Mais vous me direz que, malheureusement, tout ce que l’on construit un jour sera détruit, tout ce que l’on apprend un jour ne nous servira plus à rien car l’aventure a une fin qui pour tout homme est la mort. C’est la raison pour laquelle l’unique but qui peut donner sens à la vie ne peut être au fond que la vie elle-même : mais une vie qui ne sera pas limitée par la mort, une vie éternelle. « Celui qui me mangera vivra par moi, dit Jésus. Tel est le pain qui descend du ciel : il n’est pas comme celui que vos pères ont mangé. Eux, ils sont morts ; celui qui mange ce pain vivra éternellement » (Jn 6,57-58). Celui qui reçoit Jésus dans la sainte communion a Jésus en lui et peut grâce à cette présence mener sa vie avec comme but la vie éternelle. Le ciel est ouvert au dessus de sa tête. Cela me rappelle une petite fille de 7 ans qui s’appelait Claire. Un jour sa maman lui demande : « As-tu pensé à offrir ton cœur et ta journée ? », elle lui répondit : « Bien sûr ! J’y pense toujours, sans ça, à quoi je sers ? »


Demeurer avec Jésus pour être avec lui en Dieu, et donc déjà d’une certaine façon dans la vie éternelle, c’est tout le sens de la communion à son Corps et à son Sang.
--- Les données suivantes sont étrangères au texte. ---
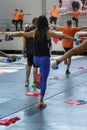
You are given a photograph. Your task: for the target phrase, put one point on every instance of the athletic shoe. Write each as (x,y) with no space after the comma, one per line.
(26,83)
(41,105)
(34,84)
(67,72)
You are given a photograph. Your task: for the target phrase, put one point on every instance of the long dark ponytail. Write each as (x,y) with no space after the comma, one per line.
(42,27)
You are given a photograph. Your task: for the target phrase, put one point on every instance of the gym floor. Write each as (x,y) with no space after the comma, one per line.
(63,92)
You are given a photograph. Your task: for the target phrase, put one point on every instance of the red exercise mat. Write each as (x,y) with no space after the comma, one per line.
(9,121)
(73,102)
(33,93)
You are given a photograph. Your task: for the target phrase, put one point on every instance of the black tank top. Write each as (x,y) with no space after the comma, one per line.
(41,47)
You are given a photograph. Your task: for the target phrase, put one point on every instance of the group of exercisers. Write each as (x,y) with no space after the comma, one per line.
(41,51)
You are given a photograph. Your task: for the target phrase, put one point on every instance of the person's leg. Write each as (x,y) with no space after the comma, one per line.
(55,20)
(79,49)
(21,23)
(44,68)
(28,70)
(76,22)
(68,61)
(16,25)
(44,64)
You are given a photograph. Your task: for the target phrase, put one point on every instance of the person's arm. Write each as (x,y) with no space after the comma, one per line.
(22,34)
(2,54)
(79,49)
(60,35)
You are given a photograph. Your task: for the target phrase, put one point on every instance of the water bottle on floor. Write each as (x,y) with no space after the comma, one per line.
(10,60)
(38,80)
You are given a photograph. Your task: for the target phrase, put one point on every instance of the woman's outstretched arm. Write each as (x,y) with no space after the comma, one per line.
(79,49)
(60,35)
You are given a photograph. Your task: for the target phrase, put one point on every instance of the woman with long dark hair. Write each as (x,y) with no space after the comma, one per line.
(42,34)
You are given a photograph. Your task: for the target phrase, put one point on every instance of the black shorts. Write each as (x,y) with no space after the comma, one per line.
(30,60)
(67,49)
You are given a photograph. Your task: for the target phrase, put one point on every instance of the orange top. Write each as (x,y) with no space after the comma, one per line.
(54,12)
(21,16)
(68,31)
(76,14)
(16,16)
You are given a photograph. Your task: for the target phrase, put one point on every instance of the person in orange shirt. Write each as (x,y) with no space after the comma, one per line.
(21,18)
(67,44)
(54,14)
(75,14)
(15,18)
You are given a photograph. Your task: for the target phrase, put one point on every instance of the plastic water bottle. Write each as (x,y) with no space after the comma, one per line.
(38,81)
(8,37)
(77,42)
(55,67)
(10,60)
(1,39)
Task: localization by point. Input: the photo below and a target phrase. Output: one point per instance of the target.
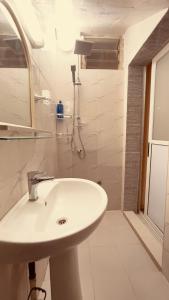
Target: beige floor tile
(150, 286)
(123, 236)
(110, 280)
(135, 259)
(114, 265)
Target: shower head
(83, 47)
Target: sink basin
(67, 211)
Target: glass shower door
(158, 140)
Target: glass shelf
(16, 132)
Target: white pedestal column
(64, 274)
(13, 282)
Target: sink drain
(62, 221)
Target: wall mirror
(15, 92)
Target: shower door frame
(151, 141)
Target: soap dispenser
(60, 110)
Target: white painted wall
(137, 34)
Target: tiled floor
(115, 266)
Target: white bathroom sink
(67, 211)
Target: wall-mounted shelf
(16, 132)
(62, 117)
(62, 135)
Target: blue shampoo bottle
(60, 110)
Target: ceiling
(105, 17)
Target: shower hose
(34, 289)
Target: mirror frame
(27, 51)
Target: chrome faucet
(34, 177)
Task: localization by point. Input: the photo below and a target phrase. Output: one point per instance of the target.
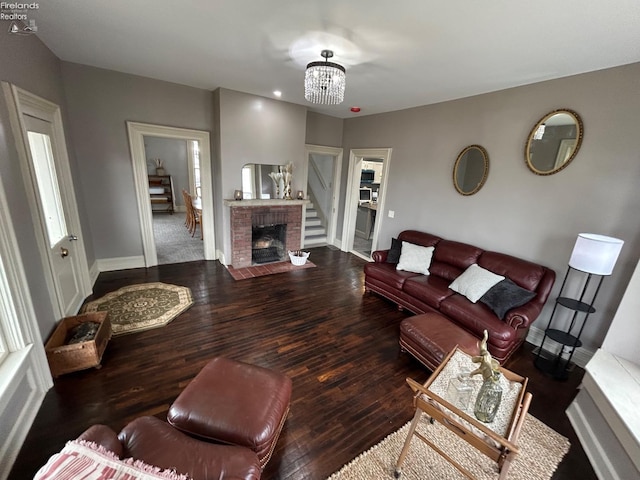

Celui qui la reçoit de tout son cœur découvre une intensité de vie et de joie intérieure que la plupart ignorent : « En effet, ma chair est la vraie nourriture ». Sans cette nourriture, ma vie manquerait de couleurs et d’enthousiasme : elle deviendrait très vite fade et probablement que je retournerais en esclavage pour faire des briques, des briques et encore des briques ! Au contraire grâce à cet aliment venu du Ciel, nous nous découvrons petit à petit faits non pas pour la mort mais pour la vie, celle qui ne passe pas.


Rendons grâce à Dieu de cet admirable sacrement, de ce sacrement de la vraie vie et qu’en ce dimanche, où pour beaucoup d’entre nous, nous le recevons pour la première fois, nous puissions la vivre avec l’intensité d’une première communion. Amen.